First, there’s Iris, whom you and I have known for so many years as “Beta” on her father’s blog that I’d almost convinced myself that was her real name. (Which reminds me of the time Mig sent me to a cello-maker’s house to scout a carbon-fiber cello for him and I learned his real name from that guy’s wife…another story, but your secret is safe with me as long as you keep the payments regular, “Mig”) Annnnnnyway, Beta has been spending the last few weeks tramping around India with what seems to be a somewhat variable group of young people. The blog is called “meinasia”, which was supposed to be a sort of bilingual word-play being both “me in asia” for the English-speakers and “mein asia” for the German-speakers (The Family Von Mig lives in Austria, where they make dirndl skirts and sell watery beer to gullible American tourists). Apparently, though, the German part of it doesn’t really work. Whatev. The blog reads like a behind-the-scenes look at an episode of “The Amazing Race”, with train stations, airports, weird border crossings, and scary encounters with pushy souvenir peddlers. Because the trip is only six weeks long, the posting won’t last much longer, so be sure to have a look before it ends.

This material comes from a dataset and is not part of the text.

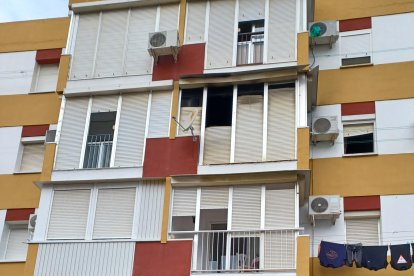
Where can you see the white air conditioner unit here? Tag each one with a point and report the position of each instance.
(325, 129)
(163, 43)
(323, 32)
(324, 207)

Meanwhile, my old friend Tony‘s oldest daughter, Lindsay (who, to the best of my knowledge has never had a cool Internet secret name) got on an airplane during the middle of Hurricane Irene and headed off for an entire semester in Uganda. Pretty ballsy, I think. She also fired up a blog as she was on her way. It’s called “Lindsay Leaves Home”, which doesn’t leave a lot of mystery, but at least there aren’t a bunch of people in Austria scratching their heads over some possible double entendre. When most of us think about a semester abroad, we tend to think about kicking around Paris or Rome, learning how to drink too much wine, smoke nasty cigarettes, and hookup with oversexed Eurotrash. There’s not a lot of glamour and romance in Uganda, I’m afraid, but not many Americans have even the slightest comprehension about life in a Third World nation, so the learning opportunity seems a bit more valuable than the typical 16-week European holiday semester. Lindsay is a pretty intense person anyway, so that’s fair. She’s only been in-country for a couple of days, so the stories haven’t had time to go too far yet. I hope she sticks with it for the whole time.

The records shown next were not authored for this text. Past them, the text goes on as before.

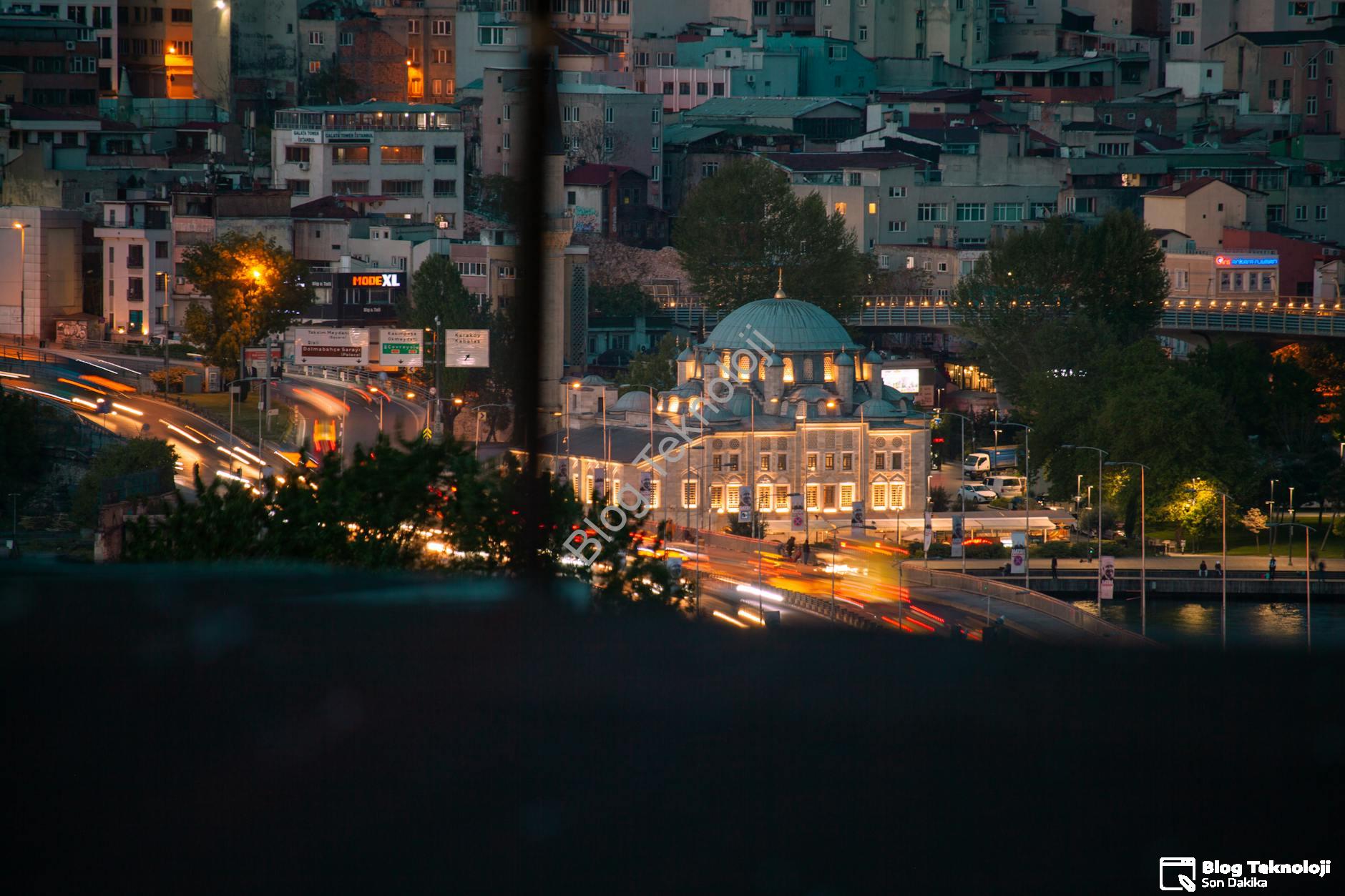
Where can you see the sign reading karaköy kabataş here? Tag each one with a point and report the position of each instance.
(467, 348)
(331, 348)
(401, 348)
(1019, 553)
(1106, 578)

The thing that’s fascinating about blogs like these is that you get to learn about the authors as they are learning about themselves. Old geezers like me and Mig and Tony, we are fully-formed creatures for the most part, and if our blogs are revelatory, it’s usually because we carefully choose what we want people to see. Soon enough these young women will be vastly different people than they are right now, and the journeys they have set upon will be the agents of a great deal of that change.

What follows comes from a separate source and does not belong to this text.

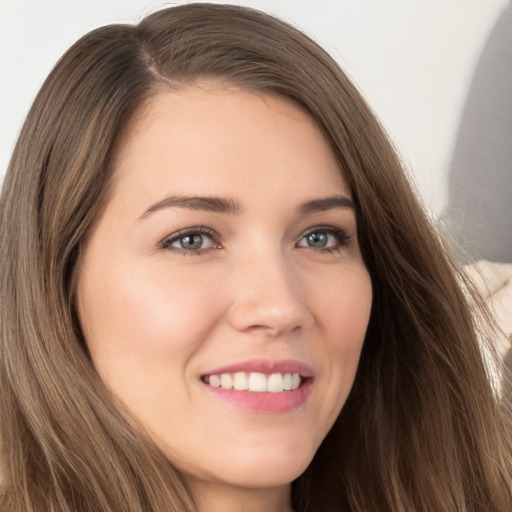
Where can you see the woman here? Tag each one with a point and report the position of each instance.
(219, 292)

I don’t know if anyone will be blogging at all another decade from now, when Charlotte is old enough to set out on such an adventure. And I genuinely despair that the world will not offer itself up so readily for her then. But even if she doesn’t get to see some exotic far-off place, I know she will find other agents of change that will shape her life, and I hope I get to see it through her eyes just like this.